TRAIN stalled on disagreements over coal tax

MANILA, Philippines — The expected approval of the so-called tax reform bill was delayed last night, apparently by a last-minute disagreement over exempting local coal from the proposed higher levy.

As of 9 p.m., the House of Representatives-Senate conference on the bill officially called Tax Reform for Acceleration and Inclusion (TRAIN) was still deadlocked.

It was not clear if the two chambers could approve the proposed law before they start their month-long Christmas vacation today.

If they failed to pass it, this means that unless President Duterte calls lawmakers to a special session before the end of the year, the administration’s target of having the proposed tax law take effect on Jan. 1, 2018 or in two weeks would not be attained.

The major features of the measure are the imposition of a P6 tax on diesel, kerosene, cooking gas and bunker fuel for electricity over a three year period up to 2020, increase in the levies on other oil products like gasoline and reduction in income tax.

The bill also increases the levy on coal from P10 per metric ton to P50 next year, P100 in 2019 and P150 in 2020. 

The Senate proposed the adjustment, which is not included in the House version of TRAIN.

The original Senate proposal was P300 per metric ton, which was reduced and staggered by the conference committee that reconciled the two chambers’ versions of the bill.

Coal is used by many power plants in the country. There is only one company mining in the Visayas.

Lawmakers sitting in the conference panel could not be reached for comment last night on their disagreement over the proposed coal tax increase.

However, broadcaster Ted Failon of dzMM informed Speaker Pantaleon Alvarez in an interview yesterday morning that the conference committee report being circulated for signature by House and Senate conferees did not reflect their agreement on Tuesday to tax both foreign and locally produced coal.

Failon claimed that the tax exemption the company mining coal in the Visayas has been enjoying since the Marcos regime was inexplicably retained in the report.

Alvarez told the broadcaster that he was not aware of the retention and that he would look into it.

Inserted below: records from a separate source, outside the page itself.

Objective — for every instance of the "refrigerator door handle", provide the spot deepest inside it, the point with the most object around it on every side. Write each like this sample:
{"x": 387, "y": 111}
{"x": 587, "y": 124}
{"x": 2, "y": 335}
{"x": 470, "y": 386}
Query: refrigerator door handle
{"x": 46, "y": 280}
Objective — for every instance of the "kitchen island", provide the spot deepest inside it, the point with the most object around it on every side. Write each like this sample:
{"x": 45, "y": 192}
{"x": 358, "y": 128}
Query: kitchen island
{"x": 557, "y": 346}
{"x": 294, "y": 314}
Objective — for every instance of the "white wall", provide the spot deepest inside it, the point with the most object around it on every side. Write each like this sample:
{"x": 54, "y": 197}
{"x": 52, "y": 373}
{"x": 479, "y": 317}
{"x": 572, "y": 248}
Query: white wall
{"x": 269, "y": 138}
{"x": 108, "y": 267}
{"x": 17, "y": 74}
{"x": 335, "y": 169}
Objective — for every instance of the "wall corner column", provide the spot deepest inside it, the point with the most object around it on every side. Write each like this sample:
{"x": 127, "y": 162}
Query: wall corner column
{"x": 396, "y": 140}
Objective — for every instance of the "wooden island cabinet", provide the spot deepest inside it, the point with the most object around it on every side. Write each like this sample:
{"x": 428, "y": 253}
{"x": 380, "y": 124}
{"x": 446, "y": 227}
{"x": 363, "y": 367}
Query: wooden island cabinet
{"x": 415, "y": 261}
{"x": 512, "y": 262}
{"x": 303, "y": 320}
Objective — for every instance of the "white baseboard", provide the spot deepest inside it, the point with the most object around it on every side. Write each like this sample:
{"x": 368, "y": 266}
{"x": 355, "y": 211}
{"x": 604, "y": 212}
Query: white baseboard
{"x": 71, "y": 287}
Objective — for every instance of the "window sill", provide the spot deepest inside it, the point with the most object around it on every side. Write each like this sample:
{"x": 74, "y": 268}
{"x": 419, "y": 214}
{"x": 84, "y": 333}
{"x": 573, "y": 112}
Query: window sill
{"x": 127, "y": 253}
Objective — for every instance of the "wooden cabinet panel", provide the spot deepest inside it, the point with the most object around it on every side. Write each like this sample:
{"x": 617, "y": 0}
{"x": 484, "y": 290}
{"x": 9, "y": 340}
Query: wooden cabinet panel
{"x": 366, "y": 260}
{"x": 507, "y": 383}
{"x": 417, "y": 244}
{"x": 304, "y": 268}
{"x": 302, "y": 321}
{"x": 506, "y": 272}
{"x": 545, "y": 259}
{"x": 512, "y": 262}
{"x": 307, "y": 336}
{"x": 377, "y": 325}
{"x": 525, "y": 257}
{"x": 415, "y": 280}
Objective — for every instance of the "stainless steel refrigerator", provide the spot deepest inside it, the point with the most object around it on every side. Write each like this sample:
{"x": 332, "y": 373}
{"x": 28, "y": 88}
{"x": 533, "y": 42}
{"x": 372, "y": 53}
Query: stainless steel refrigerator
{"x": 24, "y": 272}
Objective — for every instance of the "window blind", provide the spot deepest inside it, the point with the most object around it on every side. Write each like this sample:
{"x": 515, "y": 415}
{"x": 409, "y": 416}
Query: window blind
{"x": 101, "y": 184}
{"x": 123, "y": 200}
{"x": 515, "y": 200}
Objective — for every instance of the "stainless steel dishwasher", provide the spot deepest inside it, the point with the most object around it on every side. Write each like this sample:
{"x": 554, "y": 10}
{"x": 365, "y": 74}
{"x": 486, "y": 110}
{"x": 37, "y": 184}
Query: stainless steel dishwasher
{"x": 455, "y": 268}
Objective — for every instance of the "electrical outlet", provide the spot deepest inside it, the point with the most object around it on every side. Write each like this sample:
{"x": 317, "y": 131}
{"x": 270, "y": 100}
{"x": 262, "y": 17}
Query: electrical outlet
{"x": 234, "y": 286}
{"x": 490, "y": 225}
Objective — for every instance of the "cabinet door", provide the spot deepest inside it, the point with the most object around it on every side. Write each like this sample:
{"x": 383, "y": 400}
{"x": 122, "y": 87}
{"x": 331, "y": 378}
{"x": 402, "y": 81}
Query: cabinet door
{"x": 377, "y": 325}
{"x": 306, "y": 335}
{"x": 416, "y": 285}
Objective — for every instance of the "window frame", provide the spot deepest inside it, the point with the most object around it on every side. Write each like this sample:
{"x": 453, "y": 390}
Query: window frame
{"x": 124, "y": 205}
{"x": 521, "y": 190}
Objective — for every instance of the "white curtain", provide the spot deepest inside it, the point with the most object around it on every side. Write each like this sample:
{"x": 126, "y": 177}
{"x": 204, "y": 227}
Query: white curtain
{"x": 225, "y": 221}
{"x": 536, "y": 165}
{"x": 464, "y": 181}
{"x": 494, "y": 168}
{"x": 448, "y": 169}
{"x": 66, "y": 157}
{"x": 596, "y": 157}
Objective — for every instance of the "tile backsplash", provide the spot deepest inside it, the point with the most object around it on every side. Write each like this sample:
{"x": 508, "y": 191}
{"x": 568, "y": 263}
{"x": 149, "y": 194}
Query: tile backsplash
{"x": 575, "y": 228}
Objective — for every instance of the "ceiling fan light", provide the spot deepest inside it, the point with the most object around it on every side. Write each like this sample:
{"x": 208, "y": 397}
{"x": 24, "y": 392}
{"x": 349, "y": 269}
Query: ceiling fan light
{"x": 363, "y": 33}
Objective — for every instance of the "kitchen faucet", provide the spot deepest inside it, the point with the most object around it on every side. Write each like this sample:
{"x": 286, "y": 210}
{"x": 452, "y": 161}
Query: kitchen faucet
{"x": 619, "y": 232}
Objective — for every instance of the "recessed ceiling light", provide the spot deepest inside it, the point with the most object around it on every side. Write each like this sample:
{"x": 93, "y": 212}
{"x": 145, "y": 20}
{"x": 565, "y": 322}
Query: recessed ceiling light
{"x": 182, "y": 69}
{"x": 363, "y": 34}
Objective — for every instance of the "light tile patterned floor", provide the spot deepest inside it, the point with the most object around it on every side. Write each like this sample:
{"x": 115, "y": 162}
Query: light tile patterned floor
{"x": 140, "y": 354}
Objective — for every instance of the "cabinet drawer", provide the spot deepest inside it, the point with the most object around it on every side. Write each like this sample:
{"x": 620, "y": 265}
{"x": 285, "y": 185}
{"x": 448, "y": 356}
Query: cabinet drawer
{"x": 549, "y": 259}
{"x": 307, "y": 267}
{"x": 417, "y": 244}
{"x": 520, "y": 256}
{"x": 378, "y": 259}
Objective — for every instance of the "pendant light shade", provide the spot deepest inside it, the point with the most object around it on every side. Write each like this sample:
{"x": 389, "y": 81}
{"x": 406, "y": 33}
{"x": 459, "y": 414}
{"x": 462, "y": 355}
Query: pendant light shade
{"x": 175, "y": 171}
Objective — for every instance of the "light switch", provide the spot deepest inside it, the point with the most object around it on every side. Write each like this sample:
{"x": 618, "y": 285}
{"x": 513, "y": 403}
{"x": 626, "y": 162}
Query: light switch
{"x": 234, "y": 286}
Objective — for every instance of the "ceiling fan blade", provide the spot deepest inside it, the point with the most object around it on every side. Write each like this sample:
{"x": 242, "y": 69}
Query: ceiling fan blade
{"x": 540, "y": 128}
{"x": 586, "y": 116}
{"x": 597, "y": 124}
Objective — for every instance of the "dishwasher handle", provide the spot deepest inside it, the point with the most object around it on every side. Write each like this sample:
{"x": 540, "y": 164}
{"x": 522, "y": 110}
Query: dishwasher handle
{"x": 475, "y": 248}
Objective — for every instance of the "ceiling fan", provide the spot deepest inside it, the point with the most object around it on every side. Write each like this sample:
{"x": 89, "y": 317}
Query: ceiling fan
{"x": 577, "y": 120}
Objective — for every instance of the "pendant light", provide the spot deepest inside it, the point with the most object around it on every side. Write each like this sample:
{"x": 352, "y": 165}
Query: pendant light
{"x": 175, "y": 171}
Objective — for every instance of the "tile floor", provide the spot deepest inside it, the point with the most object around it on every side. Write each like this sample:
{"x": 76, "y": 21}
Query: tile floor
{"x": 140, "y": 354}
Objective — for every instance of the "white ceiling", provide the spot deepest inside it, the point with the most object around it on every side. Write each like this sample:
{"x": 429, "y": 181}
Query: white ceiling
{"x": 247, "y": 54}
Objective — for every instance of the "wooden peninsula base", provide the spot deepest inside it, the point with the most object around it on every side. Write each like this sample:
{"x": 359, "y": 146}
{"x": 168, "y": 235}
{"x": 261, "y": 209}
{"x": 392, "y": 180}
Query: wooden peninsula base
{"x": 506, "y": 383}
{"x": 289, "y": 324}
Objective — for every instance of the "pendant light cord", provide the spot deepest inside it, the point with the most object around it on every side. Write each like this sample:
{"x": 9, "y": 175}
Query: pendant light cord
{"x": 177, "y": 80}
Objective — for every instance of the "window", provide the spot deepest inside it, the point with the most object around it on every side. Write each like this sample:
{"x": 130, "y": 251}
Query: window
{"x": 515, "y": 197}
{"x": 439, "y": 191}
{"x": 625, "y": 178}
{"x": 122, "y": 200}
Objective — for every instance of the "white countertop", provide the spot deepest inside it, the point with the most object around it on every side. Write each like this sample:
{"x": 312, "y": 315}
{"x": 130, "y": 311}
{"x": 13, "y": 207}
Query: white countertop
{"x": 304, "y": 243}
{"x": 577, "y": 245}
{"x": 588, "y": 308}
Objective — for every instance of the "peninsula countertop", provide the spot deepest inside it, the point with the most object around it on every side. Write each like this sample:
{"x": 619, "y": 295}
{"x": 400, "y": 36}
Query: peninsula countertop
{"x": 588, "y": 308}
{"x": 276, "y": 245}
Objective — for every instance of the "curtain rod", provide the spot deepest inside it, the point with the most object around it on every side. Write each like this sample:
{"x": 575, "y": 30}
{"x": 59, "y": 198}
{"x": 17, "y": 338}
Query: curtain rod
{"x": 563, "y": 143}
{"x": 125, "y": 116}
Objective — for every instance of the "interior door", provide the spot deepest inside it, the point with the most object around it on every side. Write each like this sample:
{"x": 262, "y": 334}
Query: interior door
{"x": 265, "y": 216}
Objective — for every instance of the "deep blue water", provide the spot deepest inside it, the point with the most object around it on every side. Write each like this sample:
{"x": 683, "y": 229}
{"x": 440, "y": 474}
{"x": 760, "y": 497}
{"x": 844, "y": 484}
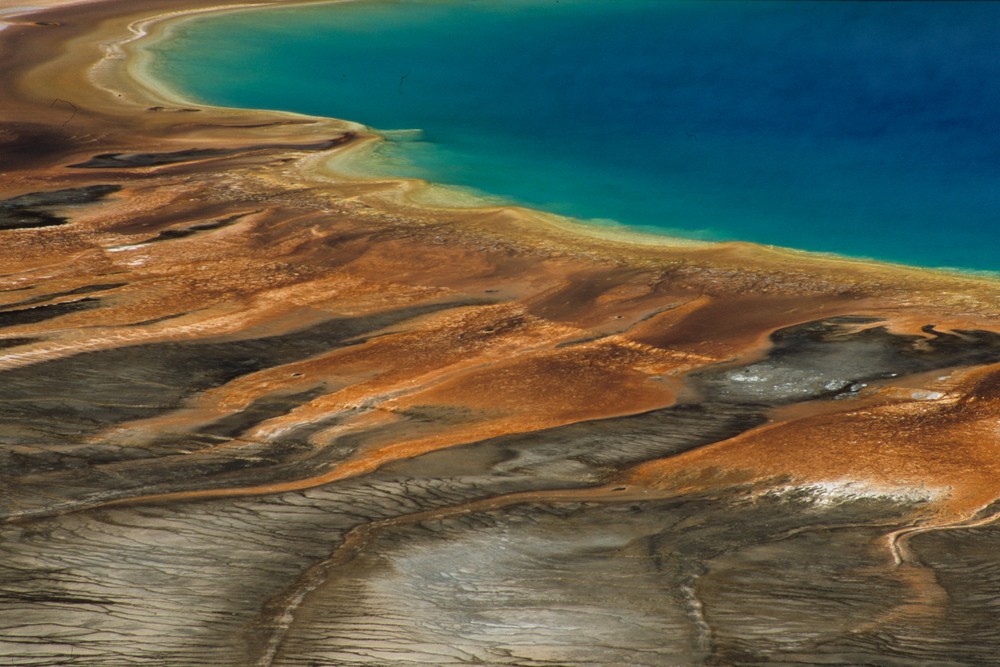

“Honesty, that is questionable because it might amount to class legislation, which the Constitution does not allow. There is the issue of equal application of the law,” he said.

Before the House-Senate conference on TRAIN hit a snag, Finance Secretary Carlos Dominguez III said he was satisfied with the conference committee report on the final version of TRAIN.

He said he was still confident that the incremental revenue target of P130 billion a year could be attained despite changes made by lawmakers in the original proposal of the Department of Finance.